I originally discovered Mystery Science Theater 3000 (MST3K) by mistake.
In order to avoid missing a movie premiere on the HBO network, I set my VCR to record the program. However, when I started to watch the recording, I quickly realized I had recorded “Mystery Science Theater 3000: The Movie” instead of the HBO premiere production. After recognizing the images of Mike Nelson and the two robots from years of scanning channels, I decided to give my mistaken recording a try.
After five minutes of watching the critiqued version of “This Island Earth,” I knew I was hooked. I was already in tears from gut-busting laughter. These guys were comic geniuses.
For those who have no idea what I am talking about, MST3K was an American television comedy series that ultimately ran for 12 seasons. At the heart of the series is a lead character who gets captured by an evil villain and shot into space, then forced to watch really bad movies. Along the way, the main character builds a couple robots to keep him company while watching these bad films. Their silhouettes can be seen in the corner of the screen as the subpar movies unfold. Their quite-comical observations poke fun of the production and make the series a lot of fun to watch.
Since I was still interested in doing more with Slash GraphQL, I thought it would be really cool for us to create a modern-day MST3K wish list. You know, in case the series were to be picked up again.
Selecting Dgraph’s Slash GraphQL
A graph database is an ideal solution when the source data handles recommendation and personalization needs. Such functional requirements often place the value of data relationships on the same level as the attributes which are being persisted. In this example, the use of ratings for a given movie title is just as important as the title attributes which will be analyzed and presented, making a graph database the preferred approach.

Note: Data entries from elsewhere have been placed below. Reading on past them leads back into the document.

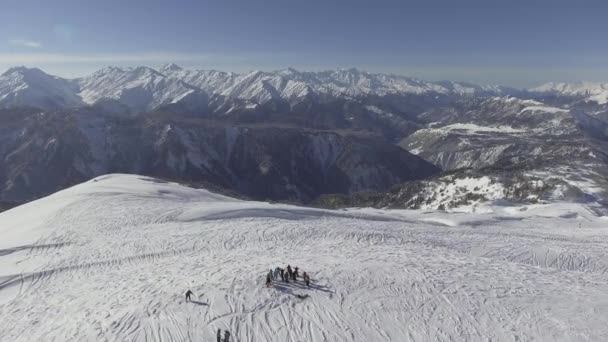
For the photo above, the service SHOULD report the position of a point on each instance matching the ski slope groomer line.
(111, 260)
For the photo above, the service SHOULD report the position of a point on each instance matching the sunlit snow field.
(111, 259)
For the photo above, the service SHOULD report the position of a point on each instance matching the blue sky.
(518, 43)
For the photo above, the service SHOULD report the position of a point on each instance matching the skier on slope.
(269, 279)
(276, 273)
(188, 294)
(289, 271)
(306, 279)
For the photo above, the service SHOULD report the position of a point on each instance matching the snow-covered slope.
(592, 91)
(139, 88)
(111, 259)
(289, 84)
(21, 86)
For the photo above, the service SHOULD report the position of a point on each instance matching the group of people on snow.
(286, 274)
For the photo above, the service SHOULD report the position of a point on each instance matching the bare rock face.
(45, 152)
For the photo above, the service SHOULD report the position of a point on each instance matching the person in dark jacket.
(306, 278)
(289, 271)
(269, 279)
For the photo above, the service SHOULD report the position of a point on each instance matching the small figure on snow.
(269, 279)
(306, 279)
(275, 275)
(289, 271)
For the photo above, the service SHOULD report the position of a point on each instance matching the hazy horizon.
(519, 44)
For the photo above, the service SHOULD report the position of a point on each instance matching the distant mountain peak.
(171, 67)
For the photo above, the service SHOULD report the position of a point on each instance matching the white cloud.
(26, 43)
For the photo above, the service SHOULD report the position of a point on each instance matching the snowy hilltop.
(112, 258)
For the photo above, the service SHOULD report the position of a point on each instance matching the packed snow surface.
(111, 259)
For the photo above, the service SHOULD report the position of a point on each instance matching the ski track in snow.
(114, 264)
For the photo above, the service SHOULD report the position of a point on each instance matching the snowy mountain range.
(297, 135)
(145, 89)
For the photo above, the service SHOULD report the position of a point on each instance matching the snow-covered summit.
(111, 259)
(22, 86)
(139, 88)
(592, 91)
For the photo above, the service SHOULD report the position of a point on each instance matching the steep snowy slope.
(591, 91)
(290, 84)
(31, 87)
(111, 259)
(139, 89)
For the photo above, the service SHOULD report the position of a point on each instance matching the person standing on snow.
(306, 279)
(269, 279)
(289, 271)
(188, 294)
(276, 273)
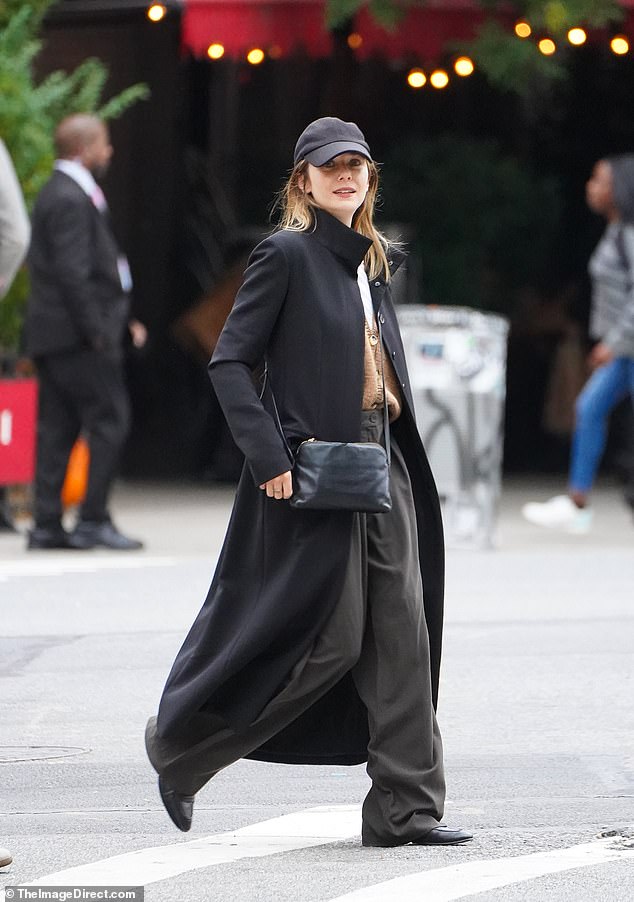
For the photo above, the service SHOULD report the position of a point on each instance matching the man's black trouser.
(378, 633)
(80, 391)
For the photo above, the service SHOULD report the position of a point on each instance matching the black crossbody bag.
(352, 476)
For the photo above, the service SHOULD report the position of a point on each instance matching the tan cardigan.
(372, 385)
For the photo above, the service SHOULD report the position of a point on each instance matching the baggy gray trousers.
(378, 632)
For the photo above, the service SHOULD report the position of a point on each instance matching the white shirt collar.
(79, 174)
(366, 297)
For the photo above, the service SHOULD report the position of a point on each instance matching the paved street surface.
(536, 711)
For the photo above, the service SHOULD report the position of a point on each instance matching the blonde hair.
(297, 215)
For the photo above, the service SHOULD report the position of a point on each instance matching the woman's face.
(339, 186)
(599, 189)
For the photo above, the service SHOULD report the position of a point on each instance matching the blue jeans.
(604, 390)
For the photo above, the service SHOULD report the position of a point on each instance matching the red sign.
(18, 414)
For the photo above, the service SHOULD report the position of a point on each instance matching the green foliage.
(485, 225)
(508, 62)
(29, 113)
(512, 64)
(386, 12)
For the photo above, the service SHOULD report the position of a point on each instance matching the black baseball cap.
(325, 138)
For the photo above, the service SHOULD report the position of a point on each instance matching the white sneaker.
(559, 512)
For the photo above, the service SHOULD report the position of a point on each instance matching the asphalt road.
(536, 713)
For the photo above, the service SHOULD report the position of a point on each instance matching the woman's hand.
(600, 355)
(280, 488)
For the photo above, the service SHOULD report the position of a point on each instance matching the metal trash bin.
(457, 364)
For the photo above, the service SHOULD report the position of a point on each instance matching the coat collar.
(345, 243)
(349, 245)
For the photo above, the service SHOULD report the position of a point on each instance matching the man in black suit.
(77, 315)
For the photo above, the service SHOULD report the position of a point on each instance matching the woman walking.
(319, 641)
(610, 193)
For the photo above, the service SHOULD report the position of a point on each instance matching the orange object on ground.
(76, 480)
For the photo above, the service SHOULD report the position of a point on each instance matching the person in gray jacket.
(77, 314)
(15, 232)
(610, 193)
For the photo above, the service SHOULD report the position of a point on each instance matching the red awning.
(276, 26)
(280, 27)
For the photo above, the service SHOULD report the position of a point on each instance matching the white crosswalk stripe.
(69, 562)
(313, 827)
(321, 826)
(472, 877)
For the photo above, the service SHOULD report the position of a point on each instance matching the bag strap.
(386, 417)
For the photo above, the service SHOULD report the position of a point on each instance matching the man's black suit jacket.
(76, 299)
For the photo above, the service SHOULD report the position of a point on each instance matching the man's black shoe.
(44, 538)
(443, 836)
(180, 808)
(89, 534)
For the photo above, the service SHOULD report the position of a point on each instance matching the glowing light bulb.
(577, 36)
(464, 66)
(620, 45)
(156, 12)
(439, 78)
(416, 78)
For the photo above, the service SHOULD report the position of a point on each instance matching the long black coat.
(281, 571)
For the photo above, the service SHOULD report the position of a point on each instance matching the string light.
(620, 45)
(439, 79)
(523, 30)
(577, 36)
(547, 46)
(464, 66)
(156, 12)
(416, 78)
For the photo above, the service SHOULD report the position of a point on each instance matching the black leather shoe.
(90, 534)
(443, 836)
(180, 808)
(41, 538)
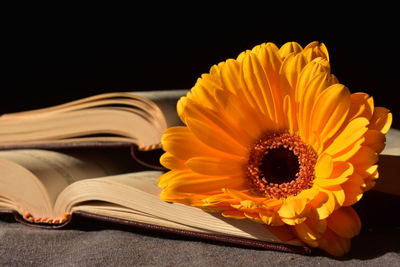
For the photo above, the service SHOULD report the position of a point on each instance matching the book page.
(56, 170)
(123, 115)
(134, 196)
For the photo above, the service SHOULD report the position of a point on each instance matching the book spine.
(46, 220)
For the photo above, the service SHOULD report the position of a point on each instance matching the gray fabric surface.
(22, 245)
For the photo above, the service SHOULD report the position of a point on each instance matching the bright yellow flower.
(274, 137)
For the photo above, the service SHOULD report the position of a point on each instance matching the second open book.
(86, 168)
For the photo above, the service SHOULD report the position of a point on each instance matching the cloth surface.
(22, 245)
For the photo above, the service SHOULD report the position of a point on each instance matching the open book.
(88, 173)
(106, 119)
(74, 160)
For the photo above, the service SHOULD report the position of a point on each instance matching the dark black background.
(49, 61)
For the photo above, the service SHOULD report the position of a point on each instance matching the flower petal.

Since September, Dgraph has offered a fully managed backend service, called Slash GraphQL. Along with a hosted graph database instance, there is also a RESTful interface. This functionality, combined with 10,000 free credits for API use, allows us to rely fully on the Dgraph services. That way, we don’t have to introduce another layer of services between the graph database and web-based client.

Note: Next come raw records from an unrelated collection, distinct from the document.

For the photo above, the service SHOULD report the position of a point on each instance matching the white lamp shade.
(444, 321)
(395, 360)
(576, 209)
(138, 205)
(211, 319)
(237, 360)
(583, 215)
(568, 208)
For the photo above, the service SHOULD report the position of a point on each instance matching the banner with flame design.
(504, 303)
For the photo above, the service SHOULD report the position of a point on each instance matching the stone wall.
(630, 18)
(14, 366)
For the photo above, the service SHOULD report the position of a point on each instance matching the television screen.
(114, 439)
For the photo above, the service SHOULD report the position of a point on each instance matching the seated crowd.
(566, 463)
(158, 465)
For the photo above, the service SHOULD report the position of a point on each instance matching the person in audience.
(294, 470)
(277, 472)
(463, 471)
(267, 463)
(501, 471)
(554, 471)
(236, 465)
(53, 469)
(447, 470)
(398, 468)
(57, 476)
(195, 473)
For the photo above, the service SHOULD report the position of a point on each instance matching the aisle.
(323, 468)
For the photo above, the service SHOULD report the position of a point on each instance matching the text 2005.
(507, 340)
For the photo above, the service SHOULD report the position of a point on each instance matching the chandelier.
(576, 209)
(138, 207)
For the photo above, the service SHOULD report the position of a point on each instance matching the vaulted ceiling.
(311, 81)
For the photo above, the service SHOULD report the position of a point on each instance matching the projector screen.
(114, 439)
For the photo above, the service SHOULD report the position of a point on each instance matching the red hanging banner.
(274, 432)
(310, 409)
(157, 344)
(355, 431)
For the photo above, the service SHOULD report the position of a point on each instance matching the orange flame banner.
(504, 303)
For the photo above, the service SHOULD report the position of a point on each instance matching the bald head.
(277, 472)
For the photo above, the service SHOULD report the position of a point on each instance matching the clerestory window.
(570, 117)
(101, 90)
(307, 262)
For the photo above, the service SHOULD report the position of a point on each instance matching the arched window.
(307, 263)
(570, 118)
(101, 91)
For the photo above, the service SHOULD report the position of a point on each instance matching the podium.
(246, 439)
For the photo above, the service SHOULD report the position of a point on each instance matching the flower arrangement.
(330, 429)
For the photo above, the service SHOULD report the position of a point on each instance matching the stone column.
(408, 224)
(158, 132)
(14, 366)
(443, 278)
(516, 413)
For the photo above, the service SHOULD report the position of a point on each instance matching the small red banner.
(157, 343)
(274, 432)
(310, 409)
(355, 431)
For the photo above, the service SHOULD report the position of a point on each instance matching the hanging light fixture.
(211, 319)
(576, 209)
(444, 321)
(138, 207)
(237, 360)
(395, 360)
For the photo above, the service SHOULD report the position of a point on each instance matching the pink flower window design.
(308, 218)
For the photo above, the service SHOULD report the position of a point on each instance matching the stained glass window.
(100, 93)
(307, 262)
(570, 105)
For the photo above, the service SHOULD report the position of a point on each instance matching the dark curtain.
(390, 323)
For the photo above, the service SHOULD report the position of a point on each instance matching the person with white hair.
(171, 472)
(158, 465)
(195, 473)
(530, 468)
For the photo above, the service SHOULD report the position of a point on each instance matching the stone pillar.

Our technology stack will be quite simple, but effective:
- Dgraph Slash GraphQL to house the data
- Dgraph Slash GraphQL to provide a GraphQL API for accessing the data
- Angular CLI to create an application for presenting the data
With service/storage choice set on using Slash GraphQL, our next step is to figure out how to get data for the project.
Getting Data From IMDb
Internet Movie Database (IMDb) has been my primary source of film data for the better part of twenty years. In addition to the details of any movie, there is a crowd-sourced five-star rating system available for each title. At a glance, the consumer can see both the average rating and the number of votes used to reach the current score. These data points will be perfect for our new application.

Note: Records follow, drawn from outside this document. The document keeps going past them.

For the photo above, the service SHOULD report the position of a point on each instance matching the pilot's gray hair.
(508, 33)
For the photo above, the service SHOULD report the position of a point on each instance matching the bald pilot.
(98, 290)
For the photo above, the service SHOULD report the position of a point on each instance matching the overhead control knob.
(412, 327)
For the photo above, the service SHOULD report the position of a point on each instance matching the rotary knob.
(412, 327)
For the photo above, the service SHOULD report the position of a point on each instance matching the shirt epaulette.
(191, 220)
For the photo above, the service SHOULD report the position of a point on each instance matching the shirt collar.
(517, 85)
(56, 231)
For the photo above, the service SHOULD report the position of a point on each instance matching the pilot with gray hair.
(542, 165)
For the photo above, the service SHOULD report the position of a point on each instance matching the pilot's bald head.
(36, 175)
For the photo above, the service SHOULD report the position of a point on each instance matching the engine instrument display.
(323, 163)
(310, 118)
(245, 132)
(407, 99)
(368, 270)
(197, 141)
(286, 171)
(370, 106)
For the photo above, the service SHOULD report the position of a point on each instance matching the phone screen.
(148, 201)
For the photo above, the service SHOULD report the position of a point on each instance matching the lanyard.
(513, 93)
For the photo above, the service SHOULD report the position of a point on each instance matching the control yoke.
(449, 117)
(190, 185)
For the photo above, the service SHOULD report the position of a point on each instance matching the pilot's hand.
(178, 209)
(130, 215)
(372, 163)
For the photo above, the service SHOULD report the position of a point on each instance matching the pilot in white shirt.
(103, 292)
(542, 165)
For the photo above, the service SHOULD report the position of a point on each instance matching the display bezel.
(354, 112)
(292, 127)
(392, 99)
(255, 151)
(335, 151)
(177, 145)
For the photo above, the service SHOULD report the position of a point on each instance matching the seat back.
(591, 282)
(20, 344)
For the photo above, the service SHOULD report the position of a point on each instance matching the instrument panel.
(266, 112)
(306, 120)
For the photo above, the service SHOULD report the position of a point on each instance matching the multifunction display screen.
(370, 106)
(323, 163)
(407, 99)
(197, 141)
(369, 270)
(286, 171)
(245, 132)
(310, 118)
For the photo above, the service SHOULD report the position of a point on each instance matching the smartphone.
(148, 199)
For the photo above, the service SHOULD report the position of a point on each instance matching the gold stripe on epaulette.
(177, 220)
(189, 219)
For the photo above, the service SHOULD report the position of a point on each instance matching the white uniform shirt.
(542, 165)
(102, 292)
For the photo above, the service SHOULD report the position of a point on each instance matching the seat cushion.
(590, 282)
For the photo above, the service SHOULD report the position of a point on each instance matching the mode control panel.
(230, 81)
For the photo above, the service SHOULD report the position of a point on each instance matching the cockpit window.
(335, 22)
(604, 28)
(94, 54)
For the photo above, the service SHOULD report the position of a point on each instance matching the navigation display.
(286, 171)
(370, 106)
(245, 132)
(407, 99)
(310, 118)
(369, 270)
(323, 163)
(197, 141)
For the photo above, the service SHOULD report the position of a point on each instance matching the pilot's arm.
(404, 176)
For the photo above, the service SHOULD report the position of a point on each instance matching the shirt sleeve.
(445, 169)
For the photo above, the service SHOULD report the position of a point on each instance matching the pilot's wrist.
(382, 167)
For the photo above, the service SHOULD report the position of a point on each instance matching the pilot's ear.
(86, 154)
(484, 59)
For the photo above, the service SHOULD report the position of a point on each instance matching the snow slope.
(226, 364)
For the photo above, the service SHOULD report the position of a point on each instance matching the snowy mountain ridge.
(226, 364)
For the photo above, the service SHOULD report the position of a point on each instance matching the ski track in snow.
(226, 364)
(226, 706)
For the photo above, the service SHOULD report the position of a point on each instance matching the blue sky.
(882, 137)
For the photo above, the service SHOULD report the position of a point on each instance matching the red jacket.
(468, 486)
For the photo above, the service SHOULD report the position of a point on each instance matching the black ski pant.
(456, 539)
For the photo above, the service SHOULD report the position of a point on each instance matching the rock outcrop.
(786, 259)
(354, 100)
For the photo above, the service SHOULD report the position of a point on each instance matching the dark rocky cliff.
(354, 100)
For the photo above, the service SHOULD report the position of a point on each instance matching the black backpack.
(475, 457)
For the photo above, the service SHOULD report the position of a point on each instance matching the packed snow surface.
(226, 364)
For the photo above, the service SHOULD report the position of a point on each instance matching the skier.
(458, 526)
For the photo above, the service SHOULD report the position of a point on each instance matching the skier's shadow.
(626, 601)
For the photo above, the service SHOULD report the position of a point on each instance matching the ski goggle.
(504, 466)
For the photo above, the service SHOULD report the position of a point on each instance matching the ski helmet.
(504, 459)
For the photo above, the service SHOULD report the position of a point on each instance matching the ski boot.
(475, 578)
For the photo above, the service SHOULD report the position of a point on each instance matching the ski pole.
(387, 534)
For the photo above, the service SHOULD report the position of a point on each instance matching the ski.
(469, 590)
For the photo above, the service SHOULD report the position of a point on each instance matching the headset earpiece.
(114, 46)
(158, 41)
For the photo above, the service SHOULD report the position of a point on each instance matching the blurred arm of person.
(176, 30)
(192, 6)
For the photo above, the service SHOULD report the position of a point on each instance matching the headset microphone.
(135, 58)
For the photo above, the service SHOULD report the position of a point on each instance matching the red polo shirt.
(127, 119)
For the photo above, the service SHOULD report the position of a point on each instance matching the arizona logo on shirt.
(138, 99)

For the modern-day MST3K wish list, we’ll use the following criteria to build our list of bad sci-fi movies for consideration:
genre must include “Sci-Fi”
limited to movie types (exclude shorts, made-for-TV movies, series, etc.)
excludes titles with fewer than 500 ratings
We will focus on the bottom 125 of movies ranked by imdb.com.
IMDb Datasets make subsets of IMDb data available to customers for personal and non-commercial use. On a periodic basis, a series of TSV files are available for download. Upon reviewing the list of files, two of those seem to fit our needs:
title.basics.tsv.gz— contains basic information for IMDb titles
title.ratings.tsv.gz— contains the ratings and votes for IMDB titles
As one might imagine, these files are quite large — especially when extracted. We need a mechanism to filter these data source files.
Filtering the TSV Files Using Java
Using IntelliJ IDEA, I created a simple class which would accomplish the following steps:
- read each line of the
- determine if the line contains the “Sci-Fi” genre
- if so, capture the title ID attribute as the key to a
Map<String, String>and place the entire line as the value of the map
- if any match is found, process the
- read each line of the ratings file and capture the title ID
- if the title ID attribute exists in the
Map<String, String>, add the rating and votes data to the value of the map entry
- create a new TSV file which contains the Sci-Fi title information, plus the average user rating and number of votes
Below is the very simple entry point into the Java program:
The main filtering code is shown below:
The code to process the average rating and total votes TSV file is shown below:
Finally, the following helper methods were added:
Locating the Bottom 125
filtered.tsv file now ready, we can use Microsoft Excel to narrow the data down to a manageable size of the 125 worst-rated Sci-Fi movies. Based on the Java program’s results, here are our columns:
The following actions were taken in Microsoft Excel:
- only “movie” value for the titleType column
- remove any values where isAdult is greater than zero
- only items which have a value greater than or equal to 500 in the numVotes column
We can now sort the list by the averageRating column, where the lowest rating is at the top of the list.
Next, copy the top 125 records and drop this data into another sheet. Let’s also remove all but the following columns:
- primaryTitle (which will become title)
- startYear (which will become releaseYear)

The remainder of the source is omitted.